"No; but wait, mademoiselle. I will tell you the story. It may be of use as an anecdote for the book you will write. This man who is to die to-morrow morning, and who will not know that his time has come until the knock at the door of his cell when the hour strikes—this man and another, who were imprisoned at the Isle of Pines, stole a small open fishing-boat, and with the branch of a tree for a mast and a shirt for a sail, started out in the desperate hope of eventually reaching Australia. But the alarm was soon given, and they were pursued by such a canot as that in which you came here, mademoiselle, from Noumea. One of the fugitives was mad enough to jump from the boat, scarcely knowing what he did. In a moment he had ceased to live."

"He was shot?"

"Ah, no, mademoiselle. The waters here are literally alive with sharks. Bathing even near shore is dangerous. A little farther out—but I will say no more. You grow pale."

"That is nothing. And the other man—what of him?"

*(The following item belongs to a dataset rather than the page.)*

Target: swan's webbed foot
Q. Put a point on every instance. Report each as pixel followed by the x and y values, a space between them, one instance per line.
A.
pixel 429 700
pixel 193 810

"He was captured; but he is a young, athletic fellow, and in his fury at being retaken he snatched a surveillant's revolver and shot him dead. He was tried, condemned to death, and to-morrow at sunrise, as I said, will expiate his crime and folly."

Virginia was very white now—almost as white as the frock which she had chosen from her prettiest for the subjugation of these men in authority.

"What is the man's name?" she ventured to ask, her voice sounding strange and metallic in her own ears, her lips dry.